The mark scheme says $Var(2 - 3X) = 9 Var(X)$. Where on earth does that come from?

Great question, which I’m going to answer in two ways. Firstly, there’s the instinctive reasoning; secondly, there’s the maths behind it, just to make sure.

### Instinctively

Well, instinctively, you’d think it was $2 - 3 Var(X)$, obviously, but it’s not. You need better instincts than that!

In this example, you’ve taken your random variable X, you’ve stretched it by a scale factor of -3 and moved it across two.

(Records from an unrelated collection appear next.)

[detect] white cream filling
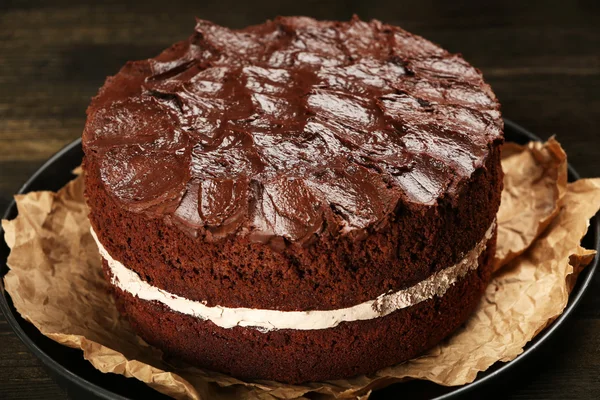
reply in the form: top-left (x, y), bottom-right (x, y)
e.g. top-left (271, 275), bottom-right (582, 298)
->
top-left (91, 221), bottom-right (496, 332)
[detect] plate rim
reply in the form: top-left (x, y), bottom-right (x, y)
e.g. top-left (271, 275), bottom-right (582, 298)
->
top-left (0, 118), bottom-right (600, 400)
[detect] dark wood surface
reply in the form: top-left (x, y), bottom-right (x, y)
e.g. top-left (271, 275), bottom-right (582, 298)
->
top-left (0, 0), bottom-right (600, 399)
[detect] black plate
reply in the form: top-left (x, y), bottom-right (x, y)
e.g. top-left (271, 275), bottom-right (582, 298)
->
top-left (0, 120), bottom-right (600, 400)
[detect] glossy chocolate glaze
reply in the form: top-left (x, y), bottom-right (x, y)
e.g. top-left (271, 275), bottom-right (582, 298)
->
top-left (83, 17), bottom-right (502, 246)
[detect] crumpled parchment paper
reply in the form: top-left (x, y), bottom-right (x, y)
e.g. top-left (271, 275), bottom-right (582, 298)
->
top-left (2, 139), bottom-right (600, 399)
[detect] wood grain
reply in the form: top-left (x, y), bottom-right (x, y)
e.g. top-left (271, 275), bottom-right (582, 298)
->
top-left (0, 0), bottom-right (600, 400)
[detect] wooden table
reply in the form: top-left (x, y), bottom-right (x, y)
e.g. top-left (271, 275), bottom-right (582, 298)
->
top-left (0, 0), bottom-right (600, 399)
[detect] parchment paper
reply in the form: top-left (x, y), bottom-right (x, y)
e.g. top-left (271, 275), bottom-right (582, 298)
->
top-left (2, 139), bottom-right (600, 399)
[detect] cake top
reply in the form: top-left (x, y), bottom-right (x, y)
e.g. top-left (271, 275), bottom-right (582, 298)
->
top-left (83, 17), bottom-right (502, 243)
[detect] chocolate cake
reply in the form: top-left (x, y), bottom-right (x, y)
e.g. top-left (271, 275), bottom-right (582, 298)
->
top-left (83, 17), bottom-right (503, 382)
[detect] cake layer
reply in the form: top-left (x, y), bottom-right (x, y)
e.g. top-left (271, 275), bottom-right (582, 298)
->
top-left (86, 144), bottom-right (502, 311)
top-left (82, 17), bottom-right (503, 311)
top-left (104, 228), bottom-right (496, 383)
top-left (92, 223), bottom-right (496, 332)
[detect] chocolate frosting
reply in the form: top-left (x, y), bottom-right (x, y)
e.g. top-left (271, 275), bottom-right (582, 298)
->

Both of those have an effect on the mean: $E(2-3X)$ *does* behave as you’d instinctively think, and give you $2 - 3E(X)$.

However, the variance is a measure of spread - in fact, it’s the square of the standard deviation. Moving the variable sideways doesn’t change the spread. Multiplying it by -3 does, though: it multiplies the *standard deviation* by three ((The standard deviation is always positive, so we ignore the minus sign.)) That means the variance is multiplied by 9, as the mark scheme says.

### Mathematically

Let’s take a look at the definition of the variance:

$Var(X) = \frac 1n (x - \bar x)^2$ (other equivalent definitions are available; in most cases, I prefer “mean of the squares minus the square of the mean”).

Now, replace $x$ with $(2-3x)$ and $\bar x$ with $(2 - 3\bar x)$. You’ve got:

$Var(2-3X) = \frac 1n \left( (2-3x) - (2-3\bar x) \right)^2$

Tidying that bracket up:

$Var(2-3X) = \frac 1n \left ( -3x + 3 \bar x \right) = \frac 1n \left( -3(x - \bar x \right)^2$ $ = \frac 1n (-3)^2 (x-\bar x )^2 = 9 Var(X)$

You can do the same thing more generally with $a + bX$ if you like, but it works out in exactly the same way.